3. What fascinates you?
Easy peasy, right? We all have passions. We all have that one or five interests that make us wonder if we’ve dipped our toes into the shallows of a diagnosable disorder. But this is not a disordered pursuit that may or may not involve adult diapers and pressure sores you could store your change in (presumably for the giant Dr. Pepper and Doritos).
No, this is an ordering of some kind. It’s a pursuit of something greater. It’s speaking to you now, even if it didn’t five years ago and may fade in six months, and it’s part of a personal or universal weft and woof that you may or may not be aware is forming into a narrative tapestry. It’s a place where you lose yourself to find yourself, and ultimately gain some spark of understanding about the larger world or human nature. It’s a place where knitting is not just needles and yarn (A Tale of Two Cities), and where the news is not just talking heads (The Year of Living Dangerously). It’s a bug in your ear, a scratch you need to itch.
Are you obsessed with the idea of the English Moors? Old manor houses? Meh, you and about a bazillion other Downton Abbey fans. Mysterious writers? Biography? Okay, now we’re getting away from something common. Twins? Dead twins? Hot cocoa? Red-heads? Ooh, moving away from the generic, yes, but now we’re moving toward the unique, the individual. But so what? Ah. Add fear of alienation as the driving emotion. Then you just got authentic all up in your business and wrote The Thirteenth Tale (Diane Setterfield) and not some derivative DA or Bronte fanfic.
So what is it that draws you in? Really, why must you know, immerse, master, subject yourself to any particular interests? What is this giving you that nothing else can? What’s on the other side of the veil?
Because it isn’t just the thing itself that’s writable. It’s they why of it.
4. What is the relationship between the answers to #1, #2, and #3?
The war between darkness and light in our own lives defines our driving emotions. Driving emotion is tied to where our focus is trained, which is linked to to our need to cope with the war between darkness and light. It’s the writer’s job to figure out how it’s all connected to the way a story is born.

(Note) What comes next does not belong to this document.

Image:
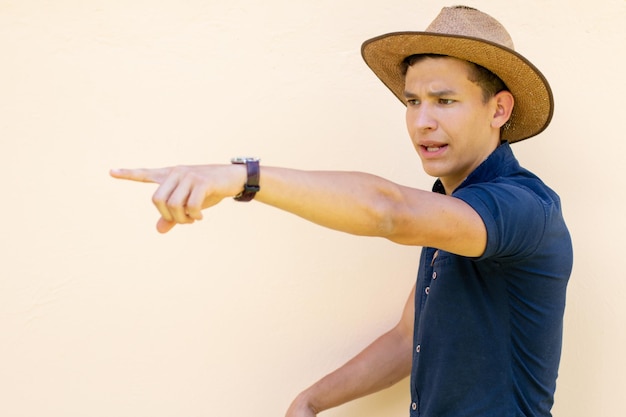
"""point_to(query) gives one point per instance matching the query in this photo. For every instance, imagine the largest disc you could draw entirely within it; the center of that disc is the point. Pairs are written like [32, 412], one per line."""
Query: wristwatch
[251, 187]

5. How do the stories you most love reading relate to your driving emotion?
We all prefer stories that speak to our core selves in some way. When you understand your own driving emotions you’ll recognize the power of their psycho-emotional authenticity in the stories you read, and thus their ability to draw readers when those same core emotions are poured into what you write.
It’s not about waiting around for some magical story to fall into your lap. It’s already somewhere inside you, waiting to be molded and shaped into something that will be closer to magic than anything you could ever stumble upon.